PETALING JAYA: The harsh treatment of young female activists by authorities in the past week is inexcusable, says MCA.

Its spokesperson Saw Yee Fung said that the heavy-handedness of the police in the arrests of Heidy Quah Gaik Li, 26, and Sarah Irdina, 20, would be to the detriment of the nation when young women leaders fear to speak up in the future.

“MCA has been observing the recent arrests of young activists with worry.

“This week, we have seen the arrest of activists of both genders by the police for the mere crime of voicing up.

“While the heavy-handedness is deplored, the ill-treatment of young female activists is especially unacceptable,” said Saw in a statement on Sunday (Aug 1).

She questioned why Quah, who exposed the inhumanity at an immigration detention centre, was put through two hours of questioning by the police.

“Quah exposed how a woman detained at an immigration detention centre in 2018 with her newborn baby was subjected to unsanitary conditions and abusive treatment.

“Instead of being thanked for bringing this to light, Quah was put through two gruelling hours of questioning by the police, before being slapped with charges under Section 233(1)(a) of the Communications and Multimedia Act 1998, which provides a maximum fine of RM50,000 or imprisonment for up to one year or both, if convicted.

“Also in the same period, was the arrest of 20-year old Sarah, the founder of the youth group Misi Solidariti.

“This young lady recounted her experience after she was arrested by police – being held in custody for over 10 hours while being subjected to harsh questioning, being forced to strip to her underwear, and then being made to sleep on a plank in a cell with a CCTV camera and an exposed toilet.
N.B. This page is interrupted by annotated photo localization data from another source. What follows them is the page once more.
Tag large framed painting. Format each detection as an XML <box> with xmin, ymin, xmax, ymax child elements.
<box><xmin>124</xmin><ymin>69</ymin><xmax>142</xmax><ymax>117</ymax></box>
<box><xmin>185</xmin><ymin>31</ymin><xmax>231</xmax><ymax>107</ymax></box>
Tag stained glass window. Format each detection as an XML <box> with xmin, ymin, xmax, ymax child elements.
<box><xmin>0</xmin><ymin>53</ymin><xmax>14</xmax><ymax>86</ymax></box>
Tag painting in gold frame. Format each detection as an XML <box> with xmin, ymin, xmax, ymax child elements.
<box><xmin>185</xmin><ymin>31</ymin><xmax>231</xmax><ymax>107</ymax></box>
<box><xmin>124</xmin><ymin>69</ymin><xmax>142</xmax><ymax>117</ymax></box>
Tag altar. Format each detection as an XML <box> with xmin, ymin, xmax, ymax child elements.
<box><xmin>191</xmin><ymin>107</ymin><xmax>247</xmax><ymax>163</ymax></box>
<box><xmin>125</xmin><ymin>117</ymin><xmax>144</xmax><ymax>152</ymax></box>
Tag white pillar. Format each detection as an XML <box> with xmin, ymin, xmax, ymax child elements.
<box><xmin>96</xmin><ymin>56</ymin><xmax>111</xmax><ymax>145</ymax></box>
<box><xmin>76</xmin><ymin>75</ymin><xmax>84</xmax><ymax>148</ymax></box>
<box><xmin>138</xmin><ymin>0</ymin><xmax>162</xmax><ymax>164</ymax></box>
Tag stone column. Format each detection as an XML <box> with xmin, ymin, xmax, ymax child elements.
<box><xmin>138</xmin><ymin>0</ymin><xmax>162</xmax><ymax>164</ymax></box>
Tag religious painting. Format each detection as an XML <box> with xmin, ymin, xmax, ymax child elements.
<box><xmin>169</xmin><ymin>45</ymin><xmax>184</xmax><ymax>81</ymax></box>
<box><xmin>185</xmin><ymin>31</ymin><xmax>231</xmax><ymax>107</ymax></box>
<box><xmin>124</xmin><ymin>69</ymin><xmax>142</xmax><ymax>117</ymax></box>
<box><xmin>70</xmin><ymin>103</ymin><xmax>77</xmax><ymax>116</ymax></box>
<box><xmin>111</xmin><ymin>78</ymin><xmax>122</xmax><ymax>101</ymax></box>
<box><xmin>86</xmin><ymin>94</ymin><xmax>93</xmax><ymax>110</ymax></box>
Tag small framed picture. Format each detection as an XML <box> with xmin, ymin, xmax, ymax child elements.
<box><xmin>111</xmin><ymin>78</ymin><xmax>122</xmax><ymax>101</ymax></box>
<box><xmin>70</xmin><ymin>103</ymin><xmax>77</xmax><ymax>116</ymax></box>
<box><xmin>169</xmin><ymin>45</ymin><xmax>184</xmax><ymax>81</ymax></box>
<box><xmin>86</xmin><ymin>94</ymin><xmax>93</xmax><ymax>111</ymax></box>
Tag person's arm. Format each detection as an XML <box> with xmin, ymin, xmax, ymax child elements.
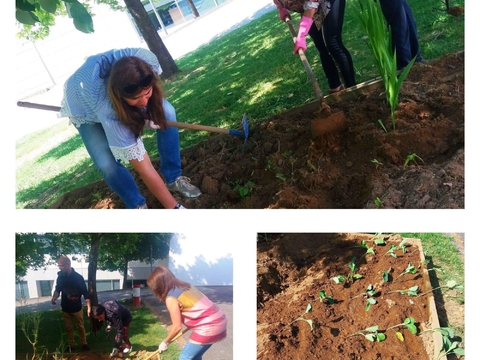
<box><xmin>159</xmin><ymin>297</ymin><xmax>183</xmax><ymax>352</ymax></box>
<box><xmin>273</xmin><ymin>0</ymin><xmax>291</xmax><ymax>21</ymax></box>
<box><xmin>129</xmin><ymin>153</ymin><xmax>178</xmax><ymax>209</ymax></box>
<box><xmin>293</xmin><ymin>8</ymin><xmax>316</xmax><ymax>54</ymax></box>
<box><xmin>51</xmin><ymin>290</ymin><xmax>60</xmax><ymax>305</ymax></box>
<box><xmin>85</xmin><ymin>299</ymin><xmax>92</xmax><ymax>317</ymax></box>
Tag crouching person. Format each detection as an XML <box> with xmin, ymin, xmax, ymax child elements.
<box><xmin>92</xmin><ymin>300</ymin><xmax>133</xmax><ymax>356</ymax></box>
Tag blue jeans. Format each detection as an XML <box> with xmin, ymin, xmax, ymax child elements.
<box><xmin>179</xmin><ymin>342</ymin><xmax>212</xmax><ymax>360</ymax></box>
<box><xmin>379</xmin><ymin>0</ymin><xmax>420</xmax><ymax>69</ymax></box>
<box><xmin>76</xmin><ymin>99</ymin><xmax>182</xmax><ymax>209</ymax></box>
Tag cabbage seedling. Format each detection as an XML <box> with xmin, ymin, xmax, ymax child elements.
<box><xmin>385</xmin><ymin>245</ymin><xmax>397</xmax><ymax>258</ymax></box>
<box><xmin>418</xmin><ymin>280</ymin><xmax>463</xmax><ymax>297</ymax></box>
<box><xmin>386</xmin><ymin>317</ymin><xmax>418</xmax><ymax>336</ymax></box>
<box><xmin>289</xmin><ymin>303</ymin><xmax>314</xmax><ymax>331</ymax></box>
<box><xmin>315</xmin><ymin>290</ymin><xmax>335</xmax><ymax>304</ymax></box>
<box><xmin>393</xmin><ymin>262</ymin><xmax>417</xmax><ymax>282</ymax></box>
<box><xmin>347</xmin><ymin>257</ymin><xmax>364</xmax><ymax>282</ymax></box>
<box><xmin>348</xmin><ymin>325</ymin><xmax>386</xmax><ymax>342</ymax></box>
<box><xmin>387</xmin><ymin>285</ymin><xmax>419</xmax><ymax>296</ymax></box>
<box><xmin>351</xmin><ymin>284</ymin><xmax>378</xmax><ymax>311</ymax></box>
<box><xmin>331</xmin><ymin>275</ymin><xmax>345</xmax><ymax>284</ymax></box>
<box><xmin>419</xmin><ymin>327</ymin><xmax>465</xmax><ymax>358</ymax></box>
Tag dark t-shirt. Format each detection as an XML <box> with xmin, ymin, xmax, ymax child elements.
<box><xmin>54</xmin><ymin>268</ymin><xmax>89</xmax><ymax>313</ymax></box>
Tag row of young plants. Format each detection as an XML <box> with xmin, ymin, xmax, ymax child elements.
<box><xmin>287</xmin><ymin>236</ymin><xmax>464</xmax><ymax>359</ymax></box>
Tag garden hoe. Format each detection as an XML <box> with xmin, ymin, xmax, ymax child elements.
<box><xmin>285</xmin><ymin>18</ymin><xmax>347</xmax><ymax>138</ymax></box>
<box><xmin>16</xmin><ymin>101</ymin><xmax>249</xmax><ymax>150</ymax></box>
<box><xmin>141</xmin><ymin>329</ymin><xmax>188</xmax><ymax>360</ymax></box>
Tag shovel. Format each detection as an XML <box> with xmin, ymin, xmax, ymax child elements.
<box><xmin>17</xmin><ymin>101</ymin><xmax>249</xmax><ymax>149</ymax></box>
<box><xmin>285</xmin><ymin>18</ymin><xmax>347</xmax><ymax>138</ymax></box>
“How are we supposed to encourage young women leaders to speak up in the future when this is the treatment they receive?

“MCA stands by their plight, and is ready to help them if necessary. Such treatment is inexcusable,” said Saw.

On July 27, Quah, the founder of NGO Refuge for Refugees, pleaded not guilty at the Kuala Lumpur Sessions Court to a charge of sharing offensive content over a Facebook post that alleged mistreatment of refugees at the Immigration detention centre.

On July 29, Bukit Aman’s Prosecution and Law Division (D5) had arrested Sarah and confiscated her mobile phone over a tweet urging the resignation of Prime Minister Tan Sri Muhyiddin Yassin and being part of the #Lawan protest held at Dataran Merdeka on July 31.